Proxy adviser "brain fade" is a threat to independent research
Anyone who values high-quality independent research on financial issues has reason to be concerned with Treasurer Josh Frydenberg’s proposals to knee-cap proxy advisers. His new rules will create a nanny state which restricts the publication of critical analysis unless ASX companies have received a copy a week beforehand and authorised its release.
What would this mean for individual investors? Ultimately, a dearth of independent research and oversight of the equities and other listed vehicles in which they park their money.
It’s a terrible signal to other Australian Financial Services Licensees who are in the business of challenging listed company management and boards.
Proxy advisers are pesky analysts who produce voting recommendations for institutional investors on resolutions at company meetings. Lots of AGMs take place in a short space of time, so we add value by identifying the issues and working out if the proposals are in our clients’ economic interests. This typically involves analysing director elections, votes on executive pay issues and capital items like selective buybacks or placement approvals.
While our output is a little quirky, under the law we are regulated precisely the same as the sell-side. We have an AFSL that authorises us to provide general financial product advice on securities to wholesale clients. We rely on financial analysis to guide our research so every report we produce is no different under the law to any broker note.
Like traditional sell-side researchers, we are subject to an overriding duty to produce research in a manner that is “honest, efficient and fair”. ASIC provides extensive guidance on what this means in practice. Regulatory Guide 79 Improving the Quality of Investment Research (RG 79) is the bible – it sets out how we deal with resourcing, competence, research quality, methodology and transparency; and avoiding, controlling and disclosing conflicts of interest.
RG 79 is very clear about analyst interactions with issuers. It prevents researchers from privately sharing research and recommendations with a company before publication to clients. Nothing stopping an analyst from checking facts, but they have to be careful. Having reports vetted by company management has long been a bridge too far. It compromises independence and is an invitation to front running and selective disclosure. Breach that and ASIC will ping you.
So, what’s all the fuss about?
Under the proposals canvassed in Treasury’s unironically titled paper, Greater Transparency of Proxy Advice, key principles in RG 79 are tipped on their head. Proxy advisers would be required to selectively release their research to companies - a week ahead of publication to their clients. We would be prevented from speaking about our research publicly and couldn’t release it at all until the end of the expiry period unless we carried pointers to the company’s rejoinder. This regulatory brainfart mandates selective release and would prevent us from speaking to our clients, about our work!
The AFSL regime is principles-based and serves the analyst community and their clients well. It doesn’t impose any restrictions on how a researcher goes about it. If you want to make a negative stock recommendation based on public documents without interacting with the company, you are free to do so. Think the accounting is dodgy and worth a short? Bomb away – provided you don’t transgress the standards, you are free to advise your clients as you see fit.

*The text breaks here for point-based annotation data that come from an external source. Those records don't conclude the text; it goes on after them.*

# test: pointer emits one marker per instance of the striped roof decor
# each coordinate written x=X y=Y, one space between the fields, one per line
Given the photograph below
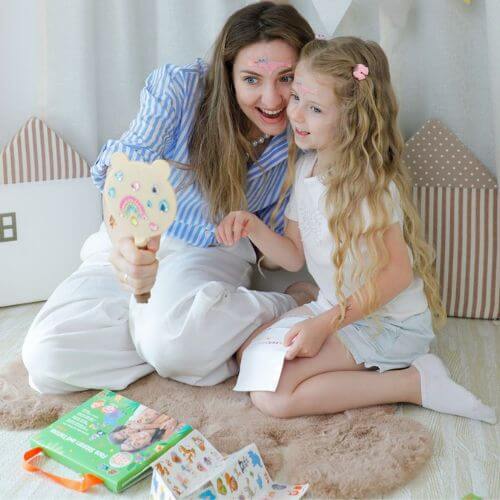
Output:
x=458 y=201
x=36 y=153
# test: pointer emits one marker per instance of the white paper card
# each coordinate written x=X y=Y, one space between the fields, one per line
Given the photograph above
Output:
x=262 y=362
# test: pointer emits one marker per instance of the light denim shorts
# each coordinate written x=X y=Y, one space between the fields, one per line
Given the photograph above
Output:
x=387 y=344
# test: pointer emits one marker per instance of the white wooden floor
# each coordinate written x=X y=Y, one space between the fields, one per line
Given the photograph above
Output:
x=466 y=452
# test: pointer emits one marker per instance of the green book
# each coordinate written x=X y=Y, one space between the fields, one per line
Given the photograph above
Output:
x=111 y=437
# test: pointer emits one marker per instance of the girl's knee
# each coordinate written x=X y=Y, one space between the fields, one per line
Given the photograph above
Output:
x=273 y=404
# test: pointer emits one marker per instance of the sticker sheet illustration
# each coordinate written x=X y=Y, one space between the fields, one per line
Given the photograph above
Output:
x=139 y=200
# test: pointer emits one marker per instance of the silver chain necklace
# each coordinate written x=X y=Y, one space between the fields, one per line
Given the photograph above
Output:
x=260 y=140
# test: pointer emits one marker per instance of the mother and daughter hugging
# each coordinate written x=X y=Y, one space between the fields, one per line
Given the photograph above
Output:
x=287 y=146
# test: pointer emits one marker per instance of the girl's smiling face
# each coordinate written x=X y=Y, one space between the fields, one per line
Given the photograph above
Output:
x=262 y=76
x=313 y=109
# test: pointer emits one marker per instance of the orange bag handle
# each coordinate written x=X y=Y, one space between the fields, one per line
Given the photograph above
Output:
x=87 y=482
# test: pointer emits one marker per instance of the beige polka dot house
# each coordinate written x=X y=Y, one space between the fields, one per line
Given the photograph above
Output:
x=458 y=201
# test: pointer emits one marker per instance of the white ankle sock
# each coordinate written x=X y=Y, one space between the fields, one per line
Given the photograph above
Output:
x=440 y=393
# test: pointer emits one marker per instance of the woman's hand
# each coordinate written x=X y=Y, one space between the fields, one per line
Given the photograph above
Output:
x=136 y=268
x=234 y=226
x=307 y=338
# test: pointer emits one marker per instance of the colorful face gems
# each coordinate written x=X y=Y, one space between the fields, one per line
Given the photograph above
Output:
x=267 y=66
x=163 y=206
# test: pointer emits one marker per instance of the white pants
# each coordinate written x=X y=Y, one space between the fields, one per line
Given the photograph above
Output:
x=92 y=334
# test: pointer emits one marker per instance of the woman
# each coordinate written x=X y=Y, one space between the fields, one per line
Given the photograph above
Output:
x=226 y=124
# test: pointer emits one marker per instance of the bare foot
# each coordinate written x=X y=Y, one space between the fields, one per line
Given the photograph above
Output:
x=303 y=292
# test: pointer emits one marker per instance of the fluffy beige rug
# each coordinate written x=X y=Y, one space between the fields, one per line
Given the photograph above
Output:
x=355 y=454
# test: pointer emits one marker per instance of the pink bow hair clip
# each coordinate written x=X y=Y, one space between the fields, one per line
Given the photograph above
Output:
x=360 y=72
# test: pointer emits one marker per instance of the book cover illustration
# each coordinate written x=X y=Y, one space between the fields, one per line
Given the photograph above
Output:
x=111 y=437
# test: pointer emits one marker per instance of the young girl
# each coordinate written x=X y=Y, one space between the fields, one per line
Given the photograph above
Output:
x=351 y=220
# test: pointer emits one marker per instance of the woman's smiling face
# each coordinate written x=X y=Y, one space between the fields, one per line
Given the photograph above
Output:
x=262 y=76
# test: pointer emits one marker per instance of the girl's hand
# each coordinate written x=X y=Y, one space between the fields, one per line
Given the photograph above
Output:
x=306 y=338
x=135 y=268
x=234 y=226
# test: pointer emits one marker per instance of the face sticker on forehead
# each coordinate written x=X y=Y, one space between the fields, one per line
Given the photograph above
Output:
x=269 y=67
x=303 y=89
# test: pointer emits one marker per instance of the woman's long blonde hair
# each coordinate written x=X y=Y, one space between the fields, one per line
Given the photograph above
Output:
x=219 y=148
x=368 y=157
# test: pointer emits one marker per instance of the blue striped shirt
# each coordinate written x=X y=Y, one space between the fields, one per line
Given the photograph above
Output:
x=162 y=129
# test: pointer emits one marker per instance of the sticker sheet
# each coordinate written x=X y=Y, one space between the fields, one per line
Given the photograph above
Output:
x=194 y=469
x=244 y=476
x=188 y=465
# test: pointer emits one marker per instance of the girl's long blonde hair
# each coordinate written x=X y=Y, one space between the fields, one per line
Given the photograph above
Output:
x=368 y=157
x=219 y=149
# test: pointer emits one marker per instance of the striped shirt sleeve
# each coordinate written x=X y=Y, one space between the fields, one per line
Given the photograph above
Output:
x=153 y=129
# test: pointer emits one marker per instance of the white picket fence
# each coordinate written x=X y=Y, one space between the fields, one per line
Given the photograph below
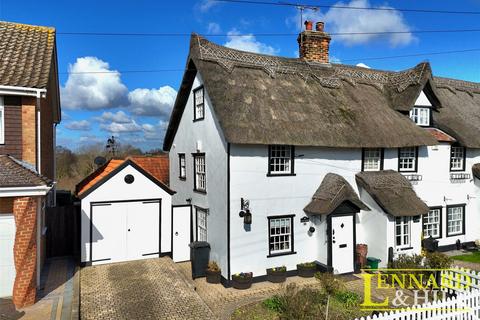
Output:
x=465 y=306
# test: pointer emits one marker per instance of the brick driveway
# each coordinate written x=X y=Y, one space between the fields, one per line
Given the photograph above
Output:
x=144 y=289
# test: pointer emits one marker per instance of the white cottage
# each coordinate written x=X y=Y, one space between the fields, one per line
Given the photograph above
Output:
x=320 y=157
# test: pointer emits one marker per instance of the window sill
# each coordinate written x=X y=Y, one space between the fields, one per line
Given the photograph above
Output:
x=281 y=254
x=200 y=191
x=405 y=248
x=281 y=174
x=456 y=234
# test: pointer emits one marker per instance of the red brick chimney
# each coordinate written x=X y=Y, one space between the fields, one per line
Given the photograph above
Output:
x=313 y=45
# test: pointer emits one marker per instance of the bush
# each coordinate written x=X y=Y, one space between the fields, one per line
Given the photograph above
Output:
x=348 y=298
x=330 y=284
x=437 y=260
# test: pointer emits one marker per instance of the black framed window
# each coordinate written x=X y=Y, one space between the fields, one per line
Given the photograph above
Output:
x=408 y=159
x=281 y=160
x=201 y=220
x=199 y=172
x=280 y=235
x=372 y=159
x=432 y=223
x=403 y=232
x=198 y=104
x=421 y=116
x=182 y=166
x=455 y=220
x=458 y=157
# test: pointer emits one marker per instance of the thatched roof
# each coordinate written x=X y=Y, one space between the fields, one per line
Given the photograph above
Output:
x=333 y=191
x=261 y=99
x=476 y=170
x=460 y=116
x=393 y=193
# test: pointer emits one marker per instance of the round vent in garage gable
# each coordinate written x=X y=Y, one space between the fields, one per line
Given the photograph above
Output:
x=129 y=178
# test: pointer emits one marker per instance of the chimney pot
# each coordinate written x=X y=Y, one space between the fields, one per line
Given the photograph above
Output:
x=319 y=26
x=308 y=25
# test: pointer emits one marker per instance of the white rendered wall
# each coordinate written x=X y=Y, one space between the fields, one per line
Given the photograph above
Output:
x=270 y=196
x=116 y=189
x=215 y=148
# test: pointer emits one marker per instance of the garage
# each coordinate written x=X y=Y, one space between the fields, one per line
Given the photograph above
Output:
x=7 y=266
x=126 y=211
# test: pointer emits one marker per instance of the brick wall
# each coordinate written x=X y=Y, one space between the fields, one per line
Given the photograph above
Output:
x=25 y=251
x=6 y=205
x=29 y=148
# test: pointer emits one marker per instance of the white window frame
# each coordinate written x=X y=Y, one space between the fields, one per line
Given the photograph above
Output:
x=458 y=218
x=280 y=241
x=405 y=234
x=407 y=159
x=198 y=104
x=200 y=170
x=421 y=116
x=372 y=159
x=2 y=121
x=280 y=160
x=457 y=158
x=182 y=166
x=432 y=221
x=201 y=221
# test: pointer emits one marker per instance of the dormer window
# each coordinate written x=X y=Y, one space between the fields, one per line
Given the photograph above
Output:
x=198 y=104
x=420 y=115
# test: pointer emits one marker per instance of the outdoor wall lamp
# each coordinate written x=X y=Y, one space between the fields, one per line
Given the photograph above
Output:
x=245 y=211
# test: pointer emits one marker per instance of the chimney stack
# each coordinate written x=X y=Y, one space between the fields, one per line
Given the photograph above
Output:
x=314 y=45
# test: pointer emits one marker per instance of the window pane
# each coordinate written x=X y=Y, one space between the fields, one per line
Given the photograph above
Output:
x=280 y=235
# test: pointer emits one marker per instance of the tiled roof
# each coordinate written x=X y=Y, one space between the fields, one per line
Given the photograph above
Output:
x=97 y=175
x=14 y=173
x=25 y=54
x=157 y=166
x=440 y=135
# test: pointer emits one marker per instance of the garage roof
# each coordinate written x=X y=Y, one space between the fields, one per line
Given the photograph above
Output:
x=155 y=168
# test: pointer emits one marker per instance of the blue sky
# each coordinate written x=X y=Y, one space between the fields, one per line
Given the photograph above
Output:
x=135 y=107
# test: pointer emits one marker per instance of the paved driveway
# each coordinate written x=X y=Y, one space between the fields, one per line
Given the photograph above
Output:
x=145 y=289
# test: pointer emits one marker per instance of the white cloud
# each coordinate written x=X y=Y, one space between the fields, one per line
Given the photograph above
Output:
x=339 y=20
x=206 y=5
x=116 y=127
x=248 y=43
x=363 y=65
x=213 y=28
x=92 y=85
x=82 y=125
x=119 y=117
x=152 y=102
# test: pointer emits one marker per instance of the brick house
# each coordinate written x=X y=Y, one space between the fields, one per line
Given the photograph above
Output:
x=29 y=113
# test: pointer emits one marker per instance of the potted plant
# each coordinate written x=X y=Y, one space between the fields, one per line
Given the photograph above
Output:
x=306 y=269
x=277 y=275
x=213 y=272
x=242 y=280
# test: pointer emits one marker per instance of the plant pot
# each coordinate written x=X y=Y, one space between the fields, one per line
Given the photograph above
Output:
x=276 y=276
x=213 y=276
x=242 y=283
x=306 y=272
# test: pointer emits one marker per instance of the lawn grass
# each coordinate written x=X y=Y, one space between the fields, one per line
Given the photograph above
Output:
x=473 y=257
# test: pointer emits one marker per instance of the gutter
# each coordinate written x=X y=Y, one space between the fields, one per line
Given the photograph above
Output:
x=23 y=91
x=24 y=191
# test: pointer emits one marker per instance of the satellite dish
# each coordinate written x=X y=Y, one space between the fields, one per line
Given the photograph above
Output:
x=100 y=161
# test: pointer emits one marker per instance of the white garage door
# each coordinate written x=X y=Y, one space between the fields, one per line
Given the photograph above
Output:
x=123 y=231
x=7 y=266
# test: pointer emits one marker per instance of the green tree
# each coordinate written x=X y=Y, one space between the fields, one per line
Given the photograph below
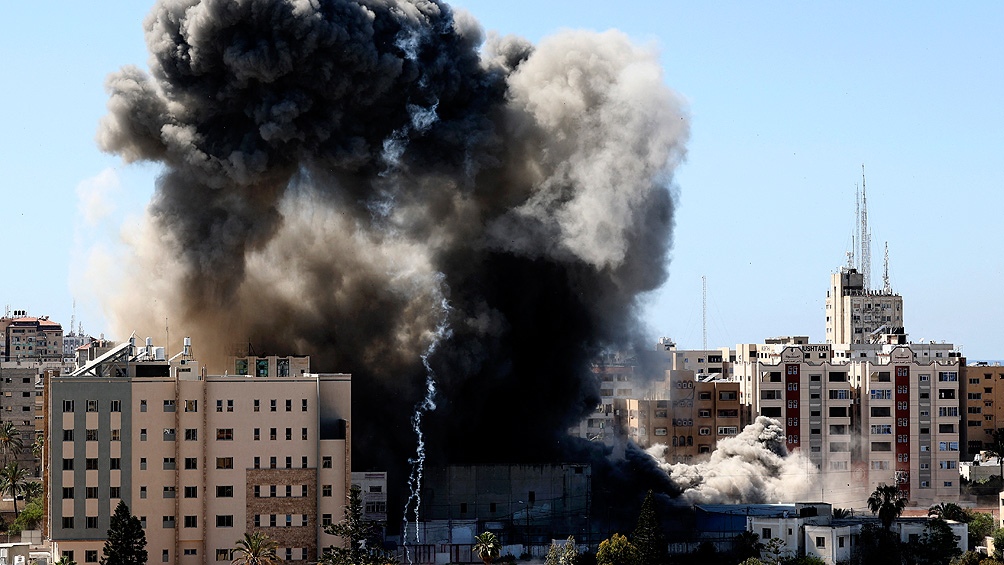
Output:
x=10 y=441
x=30 y=517
x=255 y=548
x=487 y=547
x=648 y=535
x=996 y=449
x=888 y=502
x=12 y=481
x=127 y=542
x=361 y=537
x=949 y=511
x=617 y=551
x=981 y=525
x=746 y=545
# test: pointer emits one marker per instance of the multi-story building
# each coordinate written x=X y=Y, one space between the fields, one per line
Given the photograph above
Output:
x=699 y=410
x=199 y=459
x=983 y=406
x=865 y=414
x=855 y=314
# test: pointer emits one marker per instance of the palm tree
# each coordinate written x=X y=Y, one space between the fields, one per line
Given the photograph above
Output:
x=487 y=547
x=889 y=503
x=255 y=548
x=12 y=481
x=10 y=441
x=996 y=449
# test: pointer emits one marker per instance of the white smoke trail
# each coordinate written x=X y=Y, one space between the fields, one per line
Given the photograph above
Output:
x=418 y=463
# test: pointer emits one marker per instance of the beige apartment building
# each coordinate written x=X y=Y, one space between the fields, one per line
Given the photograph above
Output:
x=984 y=405
x=857 y=315
x=199 y=459
x=864 y=414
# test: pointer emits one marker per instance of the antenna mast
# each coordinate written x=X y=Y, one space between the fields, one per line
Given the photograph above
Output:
x=865 y=236
x=704 y=308
x=886 y=286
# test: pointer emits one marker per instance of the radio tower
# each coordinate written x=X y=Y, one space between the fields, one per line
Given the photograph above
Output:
x=865 y=237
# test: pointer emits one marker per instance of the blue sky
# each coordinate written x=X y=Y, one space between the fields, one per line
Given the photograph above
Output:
x=786 y=101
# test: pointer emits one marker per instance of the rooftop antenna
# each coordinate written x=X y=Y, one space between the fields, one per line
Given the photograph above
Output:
x=865 y=237
x=886 y=286
x=704 y=308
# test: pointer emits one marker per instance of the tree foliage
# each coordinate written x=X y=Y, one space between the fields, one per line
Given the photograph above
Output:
x=648 y=535
x=127 y=542
x=255 y=548
x=564 y=554
x=487 y=547
x=888 y=502
x=617 y=551
x=360 y=537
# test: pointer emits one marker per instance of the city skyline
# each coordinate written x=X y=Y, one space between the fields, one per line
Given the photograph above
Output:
x=786 y=103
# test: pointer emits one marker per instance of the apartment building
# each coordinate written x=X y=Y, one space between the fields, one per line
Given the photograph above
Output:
x=199 y=459
x=855 y=314
x=24 y=337
x=983 y=406
x=700 y=410
x=864 y=413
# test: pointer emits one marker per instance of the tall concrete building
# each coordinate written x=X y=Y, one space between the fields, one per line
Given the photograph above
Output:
x=983 y=407
x=855 y=314
x=864 y=414
x=199 y=459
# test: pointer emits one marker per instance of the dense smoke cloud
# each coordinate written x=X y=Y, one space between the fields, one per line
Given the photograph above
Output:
x=333 y=169
x=753 y=467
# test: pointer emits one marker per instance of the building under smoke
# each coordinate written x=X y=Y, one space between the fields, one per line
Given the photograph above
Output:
x=361 y=180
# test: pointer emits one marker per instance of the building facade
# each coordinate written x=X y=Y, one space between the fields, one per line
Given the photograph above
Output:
x=865 y=414
x=855 y=314
x=199 y=459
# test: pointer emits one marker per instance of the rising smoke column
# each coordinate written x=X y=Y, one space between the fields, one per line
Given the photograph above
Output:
x=331 y=169
x=752 y=467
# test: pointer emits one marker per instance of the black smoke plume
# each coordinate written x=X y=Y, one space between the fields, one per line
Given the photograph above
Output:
x=333 y=170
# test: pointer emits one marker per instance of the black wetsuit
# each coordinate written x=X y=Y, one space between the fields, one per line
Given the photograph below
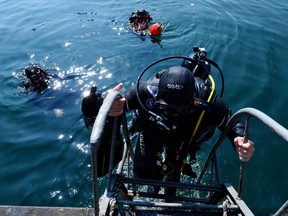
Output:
x=154 y=140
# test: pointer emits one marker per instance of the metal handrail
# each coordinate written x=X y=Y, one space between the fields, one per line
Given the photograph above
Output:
x=244 y=113
x=99 y=126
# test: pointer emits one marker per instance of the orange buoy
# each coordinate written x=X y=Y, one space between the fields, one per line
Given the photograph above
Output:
x=155 y=29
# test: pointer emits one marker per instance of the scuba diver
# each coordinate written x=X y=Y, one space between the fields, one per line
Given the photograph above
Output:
x=37 y=79
x=139 y=20
x=175 y=111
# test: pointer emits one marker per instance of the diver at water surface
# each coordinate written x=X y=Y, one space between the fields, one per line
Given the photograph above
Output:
x=37 y=79
x=175 y=112
x=37 y=83
x=139 y=20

No requirement to blow a kiss to a CFO who might be offended.
The proxy adviser proposals are not just a downwards punch on a fringe group - they are a regulatory face-plant with much wider implications for all researchers. If entrenched boards and stock promoting management succeed this time in using the Treasurer’s office to stifle dissent, it won’t be long before they are emboldened to pass similar laws for the pre-approval of downside research that is popularised by hedge fund sales desks. It’s not crazy to imagine existing broker reports that canvass AGM issues will be caught in the crossfire.
This direction is an embarrassment for Australia’s reputation as a financial centre. Sophisticated investors should be free to contract with whomever they like for research and advice without State intervention. Further, it is preposterous that the Treasurer is suggesting that proxy advisers be required to disgorge our valuable intellectual property, to a third party (a listed entity) we have no contract with, for no consideration, in advance of publication to our clients - solely for the purpose of allowing company management to pre-emptively censor and stifle dissenting opinion.
Why would anyone bother to risk their capital establishing an independent research house, if it is at risk of sovereign intervention in this manner?
ASIC conducted a thorough investigation into all proxy advisers in 2017 & 2018 and found no cause for concern. There were no complaints by the users of the research. If there are problems with individual advisers, it is well accepted that ASIC can impose tailored licence conditions on their operations. Undeterred, conflicted business groups such as the Australian Institute of Company Directors and their paid hangers-on have continued their evidence-free campaign for industry-wide intervention despite not yet citing a single instance of harm.
Directors and CEOs have arrived at the Treasurer’s door demanding regulatory solace for the collective narcissistic injury that has resulted from challenge to their authority. If Josh Frydenberg placates them by upturning key principles in the financial services landscape that have served investors, analysts and markets so well, other researchers are now on notice that the demands for regulatory reform won’t stop at proxy advice.